L’électricien a travaillé hier et aujourd’hui et a mis des prises partout où il fallait. Pendant ce temps, Annelise est venue et aidée, elle a aussi été dans la cave me montrer une boîte pleine des photos de famille de Sandou, me conseillant les regarder, décider que faire avec.

Dans la boîte, il y avait surtout des papiers de Sandou mais aussi des lettres qu’il avait reçues. Quelques photos de divers femmes prises en positions érotiques. Entre tout cela, j’ai retrouvé le vrai motif de mon divorce : les deux lettres écrites par Danielle qui ont rendu Sandou fou et l’ont décidé d’agir envers moi cette été-là tellement moche, et partir en Roumanie, non, pas sur un coup de tête.

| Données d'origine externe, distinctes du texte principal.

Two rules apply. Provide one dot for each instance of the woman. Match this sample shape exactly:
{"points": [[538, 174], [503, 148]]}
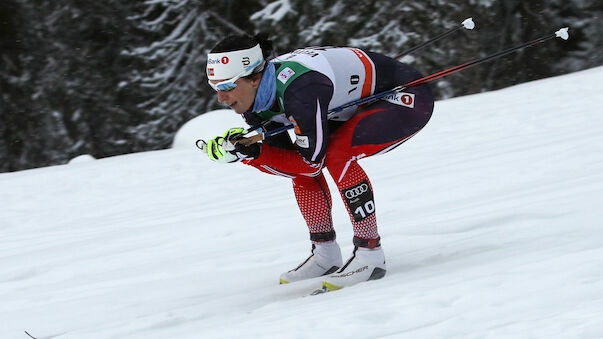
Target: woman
{"points": [[299, 88]]}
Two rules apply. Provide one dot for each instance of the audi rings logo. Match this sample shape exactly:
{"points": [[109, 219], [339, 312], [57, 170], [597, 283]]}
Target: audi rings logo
{"points": [[356, 191]]}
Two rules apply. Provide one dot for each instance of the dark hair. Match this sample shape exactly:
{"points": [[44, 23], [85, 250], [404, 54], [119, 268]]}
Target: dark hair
{"points": [[244, 41]]}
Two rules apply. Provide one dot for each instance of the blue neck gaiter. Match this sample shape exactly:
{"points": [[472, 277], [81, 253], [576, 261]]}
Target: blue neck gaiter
{"points": [[267, 91]]}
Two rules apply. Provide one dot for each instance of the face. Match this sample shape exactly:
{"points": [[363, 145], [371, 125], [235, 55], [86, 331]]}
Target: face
{"points": [[241, 98]]}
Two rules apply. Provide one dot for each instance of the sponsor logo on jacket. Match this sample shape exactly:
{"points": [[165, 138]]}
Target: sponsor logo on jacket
{"points": [[285, 75]]}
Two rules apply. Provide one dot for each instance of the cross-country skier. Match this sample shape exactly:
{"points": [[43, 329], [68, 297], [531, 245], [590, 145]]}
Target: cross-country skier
{"points": [[299, 88]]}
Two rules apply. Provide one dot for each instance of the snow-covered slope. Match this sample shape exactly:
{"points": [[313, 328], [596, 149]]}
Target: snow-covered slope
{"points": [[491, 220]]}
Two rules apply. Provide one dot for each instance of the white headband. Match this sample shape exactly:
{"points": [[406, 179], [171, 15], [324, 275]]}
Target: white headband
{"points": [[226, 65]]}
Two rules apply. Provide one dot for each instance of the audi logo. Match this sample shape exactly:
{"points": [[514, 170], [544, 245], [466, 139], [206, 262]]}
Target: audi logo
{"points": [[356, 191]]}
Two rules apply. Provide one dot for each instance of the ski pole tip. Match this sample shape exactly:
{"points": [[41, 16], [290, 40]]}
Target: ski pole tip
{"points": [[468, 23], [562, 33]]}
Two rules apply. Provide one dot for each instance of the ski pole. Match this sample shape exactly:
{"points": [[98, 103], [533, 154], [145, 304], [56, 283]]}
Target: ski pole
{"points": [[467, 24], [562, 33]]}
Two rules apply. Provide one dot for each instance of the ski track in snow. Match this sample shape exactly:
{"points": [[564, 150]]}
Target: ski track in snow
{"points": [[490, 221]]}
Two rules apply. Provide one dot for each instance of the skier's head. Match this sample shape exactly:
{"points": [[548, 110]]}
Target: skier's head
{"points": [[234, 68]]}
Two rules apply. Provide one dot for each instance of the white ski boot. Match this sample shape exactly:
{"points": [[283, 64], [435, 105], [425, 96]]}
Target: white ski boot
{"points": [[364, 265], [325, 259]]}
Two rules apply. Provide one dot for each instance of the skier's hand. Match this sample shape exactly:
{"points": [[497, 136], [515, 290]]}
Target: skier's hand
{"points": [[225, 149]]}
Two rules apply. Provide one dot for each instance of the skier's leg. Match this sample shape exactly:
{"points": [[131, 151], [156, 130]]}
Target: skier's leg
{"points": [[314, 200], [368, 133]]}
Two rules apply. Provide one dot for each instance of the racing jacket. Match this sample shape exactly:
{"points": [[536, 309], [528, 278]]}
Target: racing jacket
{"points": [[311, 81]]}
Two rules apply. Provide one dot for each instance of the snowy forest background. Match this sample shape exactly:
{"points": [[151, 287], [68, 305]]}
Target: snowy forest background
{"points": [[113, 77]]}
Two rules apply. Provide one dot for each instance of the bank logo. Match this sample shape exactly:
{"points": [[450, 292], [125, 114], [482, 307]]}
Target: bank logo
{"points": [[402, 99]]}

L’une écrite en juin 1975, l’autre en juillet. (J’ai décidé de divorcer en septembre). Ils correspondaient. Sandou, lui écrivit une ou plusieurs lettres jalouses de ce qu’elle faisait pendant qu’il n’était pas avec lui. Amoureux.

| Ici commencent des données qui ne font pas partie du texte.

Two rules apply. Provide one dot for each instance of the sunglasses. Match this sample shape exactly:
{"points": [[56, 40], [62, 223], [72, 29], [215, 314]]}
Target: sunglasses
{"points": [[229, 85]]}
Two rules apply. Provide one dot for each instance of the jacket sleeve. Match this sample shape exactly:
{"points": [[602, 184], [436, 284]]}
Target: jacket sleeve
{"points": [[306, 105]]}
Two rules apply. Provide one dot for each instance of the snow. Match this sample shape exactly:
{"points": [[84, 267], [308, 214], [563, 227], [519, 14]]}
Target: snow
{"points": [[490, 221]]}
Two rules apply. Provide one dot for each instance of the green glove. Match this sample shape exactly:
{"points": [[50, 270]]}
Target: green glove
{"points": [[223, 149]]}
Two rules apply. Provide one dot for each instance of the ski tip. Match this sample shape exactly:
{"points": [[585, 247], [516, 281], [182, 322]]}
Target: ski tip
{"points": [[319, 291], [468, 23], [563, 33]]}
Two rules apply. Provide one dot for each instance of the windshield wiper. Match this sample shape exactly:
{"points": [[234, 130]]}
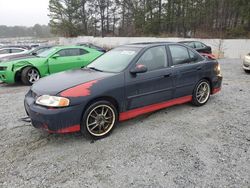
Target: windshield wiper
{"points": [[93, 68]]}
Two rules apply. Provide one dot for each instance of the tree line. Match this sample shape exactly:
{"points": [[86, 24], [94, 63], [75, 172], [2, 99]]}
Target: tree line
{"points": [[181, 18], [21, 31]]}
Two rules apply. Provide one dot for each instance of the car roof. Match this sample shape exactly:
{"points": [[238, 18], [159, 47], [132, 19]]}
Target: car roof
{"points": [[188, 41], [147, 44]]}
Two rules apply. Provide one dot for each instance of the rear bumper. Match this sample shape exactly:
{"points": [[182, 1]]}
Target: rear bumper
{"points": [[7, 76], [55, 120], [216, 84], [246, 64]]}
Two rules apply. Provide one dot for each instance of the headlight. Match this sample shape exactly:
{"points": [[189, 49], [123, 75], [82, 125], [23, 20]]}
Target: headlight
{"points": [[52, 101]]}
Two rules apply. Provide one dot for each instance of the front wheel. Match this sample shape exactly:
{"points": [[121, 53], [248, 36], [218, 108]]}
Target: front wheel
{"points": [[247, 71], [29, 75], [99, 120], [201, 93]]}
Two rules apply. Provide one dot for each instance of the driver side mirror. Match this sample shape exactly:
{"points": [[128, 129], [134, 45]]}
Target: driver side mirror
{"points": [[139, 69], [55, 56]]}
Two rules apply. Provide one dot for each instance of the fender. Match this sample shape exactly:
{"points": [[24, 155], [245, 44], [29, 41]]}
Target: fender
{"points": [[18, 66]]}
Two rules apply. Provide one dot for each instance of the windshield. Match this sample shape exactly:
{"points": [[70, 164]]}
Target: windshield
{"points": [[115, 60], [46, 53]]}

Elle se préparait à passer son baccalauréat: 18 ans. Mon mari avait 42 ans !

Dans sa deuxième lettre, elle décrit que son fiancé, le fils de cousine germaine de Sandou, ayant découvert les lettres que Sandou lui avait écrit et les photos, apparemment compromettantes qu’il lui avait fait d’elle lors sa dernière visite, elle s’est affolée et a pris tout une boîte de somnifères, puis s’est aussi coupée les vaines. Après avoir survécu, elle a décidé de se marier avec son jeune fiancé (qui venait de finir son service militaire) malgré l’amour qu’elle avait pour Sandou. Elle lui demandait, néanmoins, de venir la voir en secret en lui donnant les heures et le lieu quand elle ne serait pas surveillée de près. «J’ai dû tout avouer, écrivit-elle, sauf nos moments, jours, d’intimité».

La lettre que j’avais trouvé moi, qui a déclenché la rupture définitive entre nous, était probablement une troisième, datant de plus tard. Je soupçonnais presque tout, sauf l’essai de suicide, mais ces deux lettres d’amour éperdues de la jeune fille confirment mes suppositions. La dépasse.

Après avoir lu ces lettres, l’attitude de Sandou l’été 1975 est plus claire.

Je comprends aussi pourquoi la suicide de la deuxième femme de Sandou, celui-ci réussi, l’a tant frappé. Et qui sait qu’a fait la jeune femme de Ham qu’il a laissé tomber après trois ans et peut-être même avec un enfant.

Un jour, je trouverai probablement un motif ressemblant pour l’attitude impardonnable de François l’été dernier.

Quelle chance pour moi, à la longue : devenir indépendant, pouvoir vivre à ma guise. Pas jeune, pas de peau noire… Je plaisais, quand même. Pas à ceux qui vécurent avec moi, probablement. Un jour…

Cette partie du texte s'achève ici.